I'm not sure if my below attempt is fine, or it contains some logical mistakes. Could you please have a check on it?
My attempt:
Let $D_1 := \operatorname{dom} f := \{x \in X \mid f(x) < +\infty\}$ and $D_2 := \operatorname{int} D_1$. Because $f$ is proper convex, $D_1 \neq \emptyset$ is convex.
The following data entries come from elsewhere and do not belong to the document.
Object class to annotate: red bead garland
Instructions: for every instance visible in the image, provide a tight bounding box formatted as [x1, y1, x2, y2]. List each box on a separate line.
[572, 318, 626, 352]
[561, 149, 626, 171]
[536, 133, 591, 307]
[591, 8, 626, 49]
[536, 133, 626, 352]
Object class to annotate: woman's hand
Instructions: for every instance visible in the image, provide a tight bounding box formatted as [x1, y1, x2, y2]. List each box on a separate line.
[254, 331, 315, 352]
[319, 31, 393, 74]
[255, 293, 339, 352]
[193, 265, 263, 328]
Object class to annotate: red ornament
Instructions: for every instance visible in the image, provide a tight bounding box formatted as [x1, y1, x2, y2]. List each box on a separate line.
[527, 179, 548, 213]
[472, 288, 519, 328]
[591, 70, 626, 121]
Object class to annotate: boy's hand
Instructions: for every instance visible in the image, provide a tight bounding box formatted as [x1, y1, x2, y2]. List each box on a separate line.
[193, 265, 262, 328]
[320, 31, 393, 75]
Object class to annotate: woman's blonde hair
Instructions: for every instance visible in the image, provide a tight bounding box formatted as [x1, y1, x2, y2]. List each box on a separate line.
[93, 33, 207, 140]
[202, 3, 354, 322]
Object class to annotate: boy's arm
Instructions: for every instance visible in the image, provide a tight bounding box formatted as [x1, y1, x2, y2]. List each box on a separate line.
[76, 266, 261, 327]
Because $f \in L_1 (\mu)$, $D_1$ is Borel measurable and $\mu(D_1) = 1$. Because $D_1$ is convex, its boundary $\partial D_1$ is a small set, i.e., $\dim_H (\partial D_1) \le d-1$. Then $\mu(\partial D_1)=0$. Let $$ E := \{x \in D_2 \mid f \text{ is not differentiable at }x\}. $$
Then $E$ is Borel measurable and is a small set, i.e., $\dim_H (E) \le d-1$. So $\mu (E) = 0$. Let $F := D_2 \setminus E$. Then $$ F = \{x \in D_2 \mid f \text{ is differentiable at }x\} $$ is Borel measurable and $\mu (F) =1$. Clearly, $f$ is differentiable on $F$ and thus differentiable $\mu$-a.e.
Let $N$ be a $\mu$-null subset of $X$ such that $f$ is differentiable on $N^c := X \setminus N$. Then the gradient $\nabla f : N^c \to X$ of $f$ is well-defined. Let $$ \frac{\partial f}{ \partial x_i} : N^c \to \mathbb R \quad i = 1, \ldots,d $$ be the partial derivatives of $f$ on $N^c$. We have $\nabla f$ is Borel measurable if and only if $\frac{\partial f}{ \partial x_i}$ is measurable for all $i = 1, \ldots,d$. Let $\{e_1, \ldots, e_d\}$ be an orthonormal basis of $X$. Notice that $$ \frac{\partial f}{ \partial x_i} (x) = \lim_{n \to \infty} \frac{f(x+e_i/n)-f(x)}{1/n} = \lim_{n \to \infty} n \left [ f \left (x + \frac{e_i}{n} \right) - f (x) \right ]. $$
Because $f$ is continuous, the map $$ g_{n,i}: N^c \to \mathbb R, x \mapsto n \left [ f \left (x + \frac{e_i}{n} \right) - f (x) \right ] $$ is measurable for each $n \in \mathbb N^*$ and each $i \in \{1, \ldots, d\}$. It follows that $$ \frac{\partial f}{ \partial x_i} = \lim_n g_{n, i} $$ is measurable. This completes the proof.